Le défaut de convocation de l’un des curateurs, fût-il le tiers ayant demandé l’admission en soins sans consentement, constitue une irrégularité de fond entraînant la nullité de la procédure.

par Nathalie Peterkale 3 novembre 2017

L’arrêt du 11 octobre 2017 fournit l’occasion de revenir sur l’impact de l’ouverture d’une mesure de protection des majeurs sur la procédure de soins psychiatriques sans consentement. En l’espèce, un homme a été placé sous curatelle. L’exercice de la mesure est confié à deux cocurateurs, dont le fils de la personne protégée. Par la suite, ce dernier demande l’admission de son père en soins psychiatriques sans consentement, sous la forme d’une hospitalisation complète. Le directeur de l’établissement d’accueil saisit le juge des libertés et de la détention, en application de l’article L. 3211-12-1 du code de la santé publique, en vue du maintien de cette mesure.
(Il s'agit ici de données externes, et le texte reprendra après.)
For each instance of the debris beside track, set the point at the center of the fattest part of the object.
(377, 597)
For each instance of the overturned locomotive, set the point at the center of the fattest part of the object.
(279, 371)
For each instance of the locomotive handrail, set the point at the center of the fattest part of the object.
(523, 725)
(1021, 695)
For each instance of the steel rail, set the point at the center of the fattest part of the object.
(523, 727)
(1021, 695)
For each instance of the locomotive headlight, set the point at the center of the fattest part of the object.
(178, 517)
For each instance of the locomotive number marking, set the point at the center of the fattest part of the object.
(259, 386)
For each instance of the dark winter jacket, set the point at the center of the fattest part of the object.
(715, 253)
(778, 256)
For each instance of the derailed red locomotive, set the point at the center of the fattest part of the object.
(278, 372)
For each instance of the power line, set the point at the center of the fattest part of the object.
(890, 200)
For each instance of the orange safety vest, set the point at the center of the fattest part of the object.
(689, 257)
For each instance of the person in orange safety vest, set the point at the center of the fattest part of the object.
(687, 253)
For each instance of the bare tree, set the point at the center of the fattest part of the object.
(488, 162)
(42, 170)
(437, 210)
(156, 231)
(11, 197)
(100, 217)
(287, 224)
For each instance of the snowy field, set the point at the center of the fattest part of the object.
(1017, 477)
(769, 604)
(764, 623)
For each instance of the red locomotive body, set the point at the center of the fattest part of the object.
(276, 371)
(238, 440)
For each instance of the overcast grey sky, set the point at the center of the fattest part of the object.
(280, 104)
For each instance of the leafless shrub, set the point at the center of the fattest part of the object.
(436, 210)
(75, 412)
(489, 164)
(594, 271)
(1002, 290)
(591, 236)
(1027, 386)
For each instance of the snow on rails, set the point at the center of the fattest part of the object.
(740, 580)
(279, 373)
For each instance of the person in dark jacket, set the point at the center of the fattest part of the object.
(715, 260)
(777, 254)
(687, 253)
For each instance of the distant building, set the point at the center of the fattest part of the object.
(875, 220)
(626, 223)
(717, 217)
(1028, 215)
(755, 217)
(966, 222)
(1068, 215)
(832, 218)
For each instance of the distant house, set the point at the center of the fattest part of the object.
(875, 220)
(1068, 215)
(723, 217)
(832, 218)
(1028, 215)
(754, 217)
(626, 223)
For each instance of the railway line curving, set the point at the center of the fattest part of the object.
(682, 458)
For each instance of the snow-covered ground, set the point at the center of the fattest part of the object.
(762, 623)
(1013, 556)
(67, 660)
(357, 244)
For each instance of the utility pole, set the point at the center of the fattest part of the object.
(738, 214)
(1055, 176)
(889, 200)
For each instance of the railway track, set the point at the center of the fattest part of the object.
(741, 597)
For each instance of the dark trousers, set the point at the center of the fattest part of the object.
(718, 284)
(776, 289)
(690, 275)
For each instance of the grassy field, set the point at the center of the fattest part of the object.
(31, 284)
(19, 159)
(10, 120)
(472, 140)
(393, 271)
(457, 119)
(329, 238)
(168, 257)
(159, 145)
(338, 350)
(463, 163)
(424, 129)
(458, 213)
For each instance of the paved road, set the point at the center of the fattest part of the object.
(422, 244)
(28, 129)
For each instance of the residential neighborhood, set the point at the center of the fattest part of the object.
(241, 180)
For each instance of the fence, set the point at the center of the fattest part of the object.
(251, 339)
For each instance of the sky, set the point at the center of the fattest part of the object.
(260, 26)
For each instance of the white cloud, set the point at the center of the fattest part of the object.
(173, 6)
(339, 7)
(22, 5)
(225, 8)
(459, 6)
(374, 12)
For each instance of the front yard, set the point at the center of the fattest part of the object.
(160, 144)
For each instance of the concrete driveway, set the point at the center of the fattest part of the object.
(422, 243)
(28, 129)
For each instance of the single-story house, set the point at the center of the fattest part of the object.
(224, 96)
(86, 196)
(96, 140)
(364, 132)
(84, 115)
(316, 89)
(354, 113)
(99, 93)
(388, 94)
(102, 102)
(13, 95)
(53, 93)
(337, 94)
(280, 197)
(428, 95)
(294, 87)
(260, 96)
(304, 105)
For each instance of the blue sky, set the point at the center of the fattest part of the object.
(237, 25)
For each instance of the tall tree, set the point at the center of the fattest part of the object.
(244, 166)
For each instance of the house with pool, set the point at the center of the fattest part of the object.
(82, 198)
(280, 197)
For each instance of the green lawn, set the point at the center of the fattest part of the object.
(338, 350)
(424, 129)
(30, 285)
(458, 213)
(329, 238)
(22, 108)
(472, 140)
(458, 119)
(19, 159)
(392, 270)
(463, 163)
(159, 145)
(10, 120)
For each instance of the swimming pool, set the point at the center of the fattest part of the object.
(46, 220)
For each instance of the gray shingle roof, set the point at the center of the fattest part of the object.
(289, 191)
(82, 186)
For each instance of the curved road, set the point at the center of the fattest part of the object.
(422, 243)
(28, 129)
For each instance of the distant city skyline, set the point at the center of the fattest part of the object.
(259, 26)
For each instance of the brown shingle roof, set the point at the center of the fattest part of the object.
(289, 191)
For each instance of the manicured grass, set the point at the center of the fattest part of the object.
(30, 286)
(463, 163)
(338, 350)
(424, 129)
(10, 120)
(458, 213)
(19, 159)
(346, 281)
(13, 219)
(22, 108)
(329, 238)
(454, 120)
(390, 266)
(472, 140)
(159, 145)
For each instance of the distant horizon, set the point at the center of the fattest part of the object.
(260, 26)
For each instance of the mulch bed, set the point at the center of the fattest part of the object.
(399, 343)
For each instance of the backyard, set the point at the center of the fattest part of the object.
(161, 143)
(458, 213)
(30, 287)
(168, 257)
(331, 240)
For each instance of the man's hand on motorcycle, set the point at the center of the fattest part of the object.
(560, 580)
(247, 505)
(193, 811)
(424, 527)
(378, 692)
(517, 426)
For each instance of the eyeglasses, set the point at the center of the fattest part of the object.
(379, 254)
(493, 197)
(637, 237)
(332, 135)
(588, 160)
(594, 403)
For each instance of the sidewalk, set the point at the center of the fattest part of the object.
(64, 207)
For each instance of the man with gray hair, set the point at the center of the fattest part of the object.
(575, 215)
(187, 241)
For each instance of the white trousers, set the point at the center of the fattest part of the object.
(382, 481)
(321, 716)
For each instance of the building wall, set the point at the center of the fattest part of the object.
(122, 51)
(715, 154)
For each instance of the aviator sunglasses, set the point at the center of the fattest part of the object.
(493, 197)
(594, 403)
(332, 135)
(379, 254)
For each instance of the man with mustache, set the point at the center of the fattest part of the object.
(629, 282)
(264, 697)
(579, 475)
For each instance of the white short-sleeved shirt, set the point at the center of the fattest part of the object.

En appel, le premier président autorise le maintien de l’hospitalisation complète et rejette la demande de nullité résultant de l’absence d’information et de convocation du fils de la personne protégée au motif que, s’il n’a certes pas été convoqué à l’audience à la suite d’une erreur, ce dernier n’en est pas moins informé, en qualité de tiers ayant sollicité l’hospitalisation de son père et cocurateur de celui-ci, des données de la procédure dont il n’a pas relevé appel.

La censure était inéluctable. La Cour de cassation rappelle, au visa des articles 468 du code civil et R. 3211-13 et R. 3211-19 du code de la santé publique, ensemble les articles 117 et 118 du code de procédure civile, « qu’il résulte de ces textes que le curateur est informé de la saisine du premier président en charge du contrôle de l’hospitalisation sans consentement de la personne sous curatelle et convoqué par tout moyen, à peine de nullité ». Le fait que le fils de la personne protégée soit informé de la procédure en qualité de tiers demandeur et de cocurateur est impuissant à faire échec à la nullité résultant de l’irrégularité de fond que constitue le défaut de convocation de l’un des cocurateurs, fût-il le tiers ayant demandé l’admission en soins sans consentement.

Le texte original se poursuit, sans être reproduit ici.